KARAWANG — Provinsi Jawa Barat mencatat tonggak baru dalam pengembangan industri manufaktur. Pabrik alat berat bertenaga listrik pertama di Indonesia akan segera dibangun di Karawang, menandai pergeseran menuju teknologi hijau di sektor konstruksi dan pertambangan.
Informasi yang dihimpun menyebutkan bahwa perusahaan global LiuGong, yang bermarkas di Liuzhou, Tiongkok, telah mengantongi izin prinsip dari pemerintah daerah. Perusahaan tersebut merupakan salah satu dari lima besar produsen alat berat dunia dengan jaringan di lebih dari 100 negara.
Gubernur Jawa Barat Dedi Mulyadi menyambut gembira rencana investasi tersebut. “Kami telah menyiapkan lahan seluas 50 hektare di kawasan industri Karawang Timur. Ini akan menjadi kompleks manufaktur terintegrasi yang memproduksi ekskavator, loader, dan crane elektrik,” ujarnya dalam keterangan resmi.
Spesifikasi dan Kapasitas Produksi
Pabrik yang dijadwalkan memulai konstruksi pada awal 2027 ini akan mengadopsi teknologi baterai lithium-iron phosphate (LFP) yang diklaim lebih aman dan tahan lama. Target kapasitas produksi mencapai 3.000 unit per tahun pada fase pertama, dengan kemungkinan ekspansi hingga 10.000 unit.
“Alat berat elektrik ini akan memiliki daya operasi 8-10 jam per pengisian dan mengurangi biaya operasional hingga 40 persen dibandingkan unit diesel,” jelas perwakilan teknis LiuGong. Produk ini juga didesain untuk memenuhi standar emisi Euro 5 yang ketat.
Dampak Ekonomi dan Penyerapan Tenaga Kerja
Nilai total investasi diperkirakan menembus Rp3 triliun dalam lima tahun ke depan. Penyerapan tenaga kerja langsung diproyeksikan mencapai 3.000 orang, belum termasuk ribuan lapangan kerja tidak langsung di sektor logistik, perawatan, dan pemasok komponen lokal.
Pemerintah daerah menargetkan pabrik ini akan menjadi anchor industry yang menarik investasi komponen pendukung, seperti baterai, motor listrik, dan sistem kontrol. Kawasan Industri Karawang selama ini dikenal sebagai basis otomotif nasional, sehingga ekosistem pendukung sudah cukup matang.
Dukungan Kebijakan dan Prospek Pasar
Kehadiran pabrik ini sejalan dengan Peraturan Presiden tentang percepatan kendaraan listrik yang memberikan insentif fiskal bagi industri hijau.
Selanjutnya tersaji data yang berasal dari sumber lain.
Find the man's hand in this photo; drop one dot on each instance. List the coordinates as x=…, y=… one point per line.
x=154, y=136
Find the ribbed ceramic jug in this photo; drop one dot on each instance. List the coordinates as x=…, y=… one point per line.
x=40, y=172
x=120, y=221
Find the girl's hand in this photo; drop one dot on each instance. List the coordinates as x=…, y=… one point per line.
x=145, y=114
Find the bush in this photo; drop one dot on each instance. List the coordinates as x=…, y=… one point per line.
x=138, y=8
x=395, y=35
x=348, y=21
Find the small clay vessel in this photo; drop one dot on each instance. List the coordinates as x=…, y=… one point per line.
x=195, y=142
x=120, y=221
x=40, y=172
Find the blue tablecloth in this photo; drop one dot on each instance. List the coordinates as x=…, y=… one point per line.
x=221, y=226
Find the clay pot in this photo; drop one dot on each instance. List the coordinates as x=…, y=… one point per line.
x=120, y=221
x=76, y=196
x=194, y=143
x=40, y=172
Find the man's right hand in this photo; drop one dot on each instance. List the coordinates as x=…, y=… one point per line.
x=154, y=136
Kementerian Perindustrian juga memberikan kemudahan impor untuk bahan baku dan komponen yang belum diproduksi dalam negeri.
Permintaan alat berat elektrik diprediksi meningkat seiring kebijakan pemerintah yang mulai mewajibkan penggunaan alat berat rendah emisi di proyek-proyek APBN mulai 2028. Proyek strategis nasional seperti pembangunan IKN dan jalan tol trans-Jawa akan menjadi pasar pertama yang disasar.
Gubernur Dedi menekankan komitmennya untuk mempercepat perizinan dan memastikan proyek ini berjalan tepat waktu. “Kami ingin Jabar bukan hanya menjadi konsumen teknologi hijau, tetapi juga produsennya,” tegasnya.
Pabrik ini diharapkan mulai beroperasi komersial pada kuartal keempat 2028. Jika berhasil, Indonesia akan menjadi negara kedua di Asia Tenggara setelah Thailand yang memproduksi alat berat elektrik secara lokal, sekaligus memperkuat posisi nasional dalam rantai pasok global kendaraan listrik.